Improve README (how to reproduce our results)

JannisBush · JannisBush · commit 9aac8d7dc77e · 2024-10-17T10:42:55.000+02:00
diff --git a/README.md b/README.md
@@ -4,41 +4,110 @@ This repository contains all code for our paper `Head(er)s Up! Detecting Securit
 
 This repository is a fork of [WPT](https://github.com/web-platform-tests/wpt), the original README can be found [here](./README_original.md).
 All test and analysis code for our paper can be found in the [_hp](./_hp/README.md) directory.
-Our modified version of the wptserve HTTP server implementation can be found in `tools/serve` and `tools/wptserve`. All other directories are untouched and required for `wptserve` to run, we removed the other WPT test directories for better clarity.
+Our modified version of the wptserve HTTP server implementation can be found in the `tools/serve` and `tools/wptserve` directories. All other directories are untouched and required for `wptserve` to run, we removed the other WPT test directories for better clarity.
 
-## Setup
-- Create a fresh Ubuntu22 container/VM: `lxc launch ubuntu:22.04 <name>` and connect to it `lxc exec <name> bash`
+## Setup and Start the Header Testing Server
+- Create a fresh Ubuntu22 container/VM: `lxc launch ubuntu:22.04 <name>` and connect to it `lxc exec <name> bash` (Other environments might also work but are not tested)

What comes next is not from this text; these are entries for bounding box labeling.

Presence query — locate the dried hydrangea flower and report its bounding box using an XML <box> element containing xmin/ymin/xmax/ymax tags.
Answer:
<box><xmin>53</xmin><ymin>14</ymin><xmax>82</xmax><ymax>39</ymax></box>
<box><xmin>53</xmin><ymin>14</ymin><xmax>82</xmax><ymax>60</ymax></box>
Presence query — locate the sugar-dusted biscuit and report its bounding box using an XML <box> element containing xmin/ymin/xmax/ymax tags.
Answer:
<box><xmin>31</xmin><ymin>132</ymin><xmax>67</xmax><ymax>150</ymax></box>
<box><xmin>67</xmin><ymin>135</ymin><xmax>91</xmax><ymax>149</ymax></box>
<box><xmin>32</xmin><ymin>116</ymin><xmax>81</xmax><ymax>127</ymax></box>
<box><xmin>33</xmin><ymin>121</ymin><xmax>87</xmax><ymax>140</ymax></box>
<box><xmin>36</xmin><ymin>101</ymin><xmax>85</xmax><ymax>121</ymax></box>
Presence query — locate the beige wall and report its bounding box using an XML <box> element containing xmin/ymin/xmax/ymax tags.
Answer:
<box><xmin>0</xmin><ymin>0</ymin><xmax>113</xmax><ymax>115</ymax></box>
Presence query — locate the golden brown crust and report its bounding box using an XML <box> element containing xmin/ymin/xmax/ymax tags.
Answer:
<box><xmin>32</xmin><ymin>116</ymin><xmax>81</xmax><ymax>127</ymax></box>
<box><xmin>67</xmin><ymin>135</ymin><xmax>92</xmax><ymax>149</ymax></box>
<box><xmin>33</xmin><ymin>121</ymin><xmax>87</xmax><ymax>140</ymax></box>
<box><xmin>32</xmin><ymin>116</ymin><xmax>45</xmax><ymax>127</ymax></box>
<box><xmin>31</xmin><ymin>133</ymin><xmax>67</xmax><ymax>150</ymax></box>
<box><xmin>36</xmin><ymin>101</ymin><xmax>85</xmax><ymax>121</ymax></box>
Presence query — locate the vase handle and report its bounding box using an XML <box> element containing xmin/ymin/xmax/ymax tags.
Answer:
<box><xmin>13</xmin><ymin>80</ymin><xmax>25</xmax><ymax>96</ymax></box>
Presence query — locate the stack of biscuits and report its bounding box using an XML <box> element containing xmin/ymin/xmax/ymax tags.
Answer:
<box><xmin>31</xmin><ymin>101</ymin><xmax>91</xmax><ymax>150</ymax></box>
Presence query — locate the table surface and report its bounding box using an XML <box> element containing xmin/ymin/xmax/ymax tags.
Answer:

   - Switch to the ubuntu user: `su - ubuntu`
   - Clone this repository: `git clone git@github.com:header-testing/header-testing.git`
   - Run the setup file: `cd header-testing/_hp`, `./setup.bash` (reopen all terminals or run `source ~/.bashrc` afterwards)
-  - Configure DB settings in [config.json](_hp/tools/config.json); Make sure to create a database with the correct name
+  - Start a postgres instance somewhere that is reachable from this container.
+  - Configure DB settings in [config.json](_hp/hp/tools/config.json); Make sure that a database with the correct name already exists
   - Setup the database: `cd _hp/hp/tools && poetry run python models.py`
   - Setup certs: either remove `.demo` from the files in `_hp/hp/tools/certs/` to use self-signed certs or add your own certs here
+- Create the basic and parsing responses: Run `cd _hp/hp/tools && poetry run python create_responses.py` (basic), run `cd analysis && poetry run jupyter-lab` and execute `response_header_generation.ipynb` to generate the parsing responses.
+-  Start the WPT server first (from the top-most folder): `poetry run -C _hp python wpt serve --config _hp/wpt-config.json`
+- Manually check if the server and the tests are working: Visit http://sub.headers.websec.saarland:80/_hp/tests/framing.sub.html and confirm that tests are loaded and executed.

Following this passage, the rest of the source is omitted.